Completely random post here.  Here are grammar offences (or just irksome/lazy phrasing) that can regularly be heard on TV news, talk-shows and interviews in the US (some by prominent news casters), but occasionally in Canada too.

“We’ve already began”

That should be, “We’ve already begun,” or, “We’ve begun…”  Yes, scientists in commercials for unpopular oil companies lose whatever credibility they had left with me.

“I have went to….”

That should be, “I went to…,” or, “I have been to…”

“That’s a savings of….”

That should be, “A saving of..” – shame on voice-over artists of America

“Anyways, …”

That should be, “Anyway, …”

“The dog wants in.”

What, on a game of poker?  That should be, “The dog wants to come in.”

“Write me.”

No bite me.  Blame this on various non-English European languages for influence with reflexive syntax.  “Write me,” is short for, “Write for me,” like, “Write me a letter.” or, “Get me a shovel.” or, “Sing me a song.” which is why it doesn’t make sense on it’s own.  “Write me a letter.” is fine, but the lazy shortening of this pervades.

“I didn’t do nothing.”

Well then guilty as charged, because you logically did something if you didn’t do nothing.

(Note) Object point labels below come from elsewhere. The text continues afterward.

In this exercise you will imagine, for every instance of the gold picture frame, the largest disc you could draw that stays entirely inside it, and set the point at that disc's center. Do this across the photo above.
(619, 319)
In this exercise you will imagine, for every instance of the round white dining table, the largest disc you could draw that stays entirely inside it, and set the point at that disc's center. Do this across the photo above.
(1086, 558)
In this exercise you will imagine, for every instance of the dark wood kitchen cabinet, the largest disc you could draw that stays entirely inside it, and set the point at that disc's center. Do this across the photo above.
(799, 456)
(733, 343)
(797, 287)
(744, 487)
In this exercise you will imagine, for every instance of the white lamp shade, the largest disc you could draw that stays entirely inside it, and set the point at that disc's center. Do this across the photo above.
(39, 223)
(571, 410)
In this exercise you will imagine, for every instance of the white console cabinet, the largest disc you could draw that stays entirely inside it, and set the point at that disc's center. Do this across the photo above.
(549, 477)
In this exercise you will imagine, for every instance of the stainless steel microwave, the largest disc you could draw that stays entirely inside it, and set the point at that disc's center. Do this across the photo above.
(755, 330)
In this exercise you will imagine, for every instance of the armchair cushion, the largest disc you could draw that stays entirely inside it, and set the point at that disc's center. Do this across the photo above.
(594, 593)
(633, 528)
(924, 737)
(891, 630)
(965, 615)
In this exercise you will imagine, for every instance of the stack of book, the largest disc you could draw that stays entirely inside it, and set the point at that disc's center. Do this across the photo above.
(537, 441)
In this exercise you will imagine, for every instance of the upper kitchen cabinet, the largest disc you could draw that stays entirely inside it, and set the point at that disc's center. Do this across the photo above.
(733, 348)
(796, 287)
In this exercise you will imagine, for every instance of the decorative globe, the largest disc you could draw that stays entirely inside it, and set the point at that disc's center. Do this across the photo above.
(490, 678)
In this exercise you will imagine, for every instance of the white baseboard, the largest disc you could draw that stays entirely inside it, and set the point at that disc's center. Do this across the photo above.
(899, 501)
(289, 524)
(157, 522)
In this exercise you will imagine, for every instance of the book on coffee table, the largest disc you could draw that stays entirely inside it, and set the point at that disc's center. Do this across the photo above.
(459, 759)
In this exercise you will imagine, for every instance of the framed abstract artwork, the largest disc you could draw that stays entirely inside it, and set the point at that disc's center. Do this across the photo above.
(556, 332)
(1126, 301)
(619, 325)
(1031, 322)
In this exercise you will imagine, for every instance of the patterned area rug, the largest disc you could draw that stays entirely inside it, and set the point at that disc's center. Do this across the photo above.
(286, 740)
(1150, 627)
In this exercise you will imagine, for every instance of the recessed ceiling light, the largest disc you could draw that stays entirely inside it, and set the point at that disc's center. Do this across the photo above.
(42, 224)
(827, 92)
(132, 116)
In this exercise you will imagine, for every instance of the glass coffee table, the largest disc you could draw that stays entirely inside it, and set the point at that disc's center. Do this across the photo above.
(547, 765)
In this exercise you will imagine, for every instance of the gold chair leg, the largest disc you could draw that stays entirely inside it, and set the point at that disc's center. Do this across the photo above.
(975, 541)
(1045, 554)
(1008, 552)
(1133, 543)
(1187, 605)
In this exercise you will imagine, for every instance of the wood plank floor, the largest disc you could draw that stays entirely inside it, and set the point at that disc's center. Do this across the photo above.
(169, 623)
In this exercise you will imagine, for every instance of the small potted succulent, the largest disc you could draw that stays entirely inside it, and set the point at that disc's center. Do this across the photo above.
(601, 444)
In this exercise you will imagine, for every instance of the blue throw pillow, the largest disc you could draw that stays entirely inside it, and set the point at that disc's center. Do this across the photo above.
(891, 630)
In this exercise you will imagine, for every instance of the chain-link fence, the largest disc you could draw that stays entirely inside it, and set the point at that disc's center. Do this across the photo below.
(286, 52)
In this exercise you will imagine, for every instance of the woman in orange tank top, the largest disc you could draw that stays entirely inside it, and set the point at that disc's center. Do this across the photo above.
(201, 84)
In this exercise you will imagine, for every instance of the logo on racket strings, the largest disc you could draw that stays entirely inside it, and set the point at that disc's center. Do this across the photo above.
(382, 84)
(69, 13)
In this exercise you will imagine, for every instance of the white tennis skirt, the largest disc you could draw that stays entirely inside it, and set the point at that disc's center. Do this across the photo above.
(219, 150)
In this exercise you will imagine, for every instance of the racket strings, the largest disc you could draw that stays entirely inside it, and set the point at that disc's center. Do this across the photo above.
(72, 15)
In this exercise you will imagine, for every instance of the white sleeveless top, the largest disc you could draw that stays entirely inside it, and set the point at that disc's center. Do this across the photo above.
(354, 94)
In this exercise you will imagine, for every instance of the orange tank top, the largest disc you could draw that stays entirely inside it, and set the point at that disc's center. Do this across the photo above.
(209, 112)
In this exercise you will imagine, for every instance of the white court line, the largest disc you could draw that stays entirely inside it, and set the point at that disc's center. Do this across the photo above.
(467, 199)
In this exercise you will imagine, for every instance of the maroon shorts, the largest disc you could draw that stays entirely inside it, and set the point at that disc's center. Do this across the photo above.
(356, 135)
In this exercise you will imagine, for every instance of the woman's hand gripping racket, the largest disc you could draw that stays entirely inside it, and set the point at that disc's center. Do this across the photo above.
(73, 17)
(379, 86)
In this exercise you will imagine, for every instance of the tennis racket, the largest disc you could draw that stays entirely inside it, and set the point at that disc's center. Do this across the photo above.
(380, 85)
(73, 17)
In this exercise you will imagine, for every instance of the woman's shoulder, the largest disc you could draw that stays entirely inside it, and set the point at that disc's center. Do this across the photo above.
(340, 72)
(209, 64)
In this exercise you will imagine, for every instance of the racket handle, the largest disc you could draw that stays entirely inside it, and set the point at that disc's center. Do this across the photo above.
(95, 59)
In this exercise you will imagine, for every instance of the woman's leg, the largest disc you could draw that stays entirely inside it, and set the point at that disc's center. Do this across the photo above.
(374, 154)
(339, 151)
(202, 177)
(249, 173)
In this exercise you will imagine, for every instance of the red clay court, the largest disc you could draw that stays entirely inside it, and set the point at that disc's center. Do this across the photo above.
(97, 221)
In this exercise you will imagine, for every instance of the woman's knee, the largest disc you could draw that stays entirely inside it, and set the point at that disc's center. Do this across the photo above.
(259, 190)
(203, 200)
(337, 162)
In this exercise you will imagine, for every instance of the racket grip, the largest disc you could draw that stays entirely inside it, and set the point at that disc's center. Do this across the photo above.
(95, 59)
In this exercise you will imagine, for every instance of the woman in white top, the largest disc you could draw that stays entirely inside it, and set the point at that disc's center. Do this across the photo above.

“We did good.” or “We did perfect.”

Good is an adjective, not an adverb.  “We did well.” is fine.  You can often hear a famous female daytime host say, “Eat healthy.”  It should be, “Eat healthily.” but I think the incorrect one is a lazy devolution from, “Eat healthy food.” which is a correct use of a the adjective.  The incorrect use of adjectives instead of adverbs is hard to fight for because (like gender and conjugations in some languages) it seems redundant; it just doesn’t sound right to my English years when it’s used incorrectly.

“The exact same”

If it’s the same it is equal.  Being exact has become an overly used redundant emphasis – indicators of excessive lively? :-).  If it is less than the same then it may be similar, but once it’s the same, exactness adds nothing.

“Write a test”

This isn’t a grammar mistake, but more of an annoying colloquialism.  Surely the person writing the test is the author.  Admittedly the common English thing is to, ‘take a test’ (as in, “I’m taking my exam today.” or, “I’m taking my driving test.” with the latter being inconsistently the same in North America), but then one could ask where it is being taken.  An equally irksome related phrase is ‘Take up the test’ which is to be interpreted as to go through the answers in class and mark it or make corrections vs. the more literal image of it being collected for marking by the teacher, right before everyone takes up knitting perhaps – ok I’m mocking now and I wanted to round it off to 10 items.

And just to turn it up to 11 ;-):

Last week a saw an commercial for a lawyer on TV that said they had (in text), “Over 20 years experience.”  Not a lawyer into detail then.  For those that don’t get it – there’s an apostrophe missing.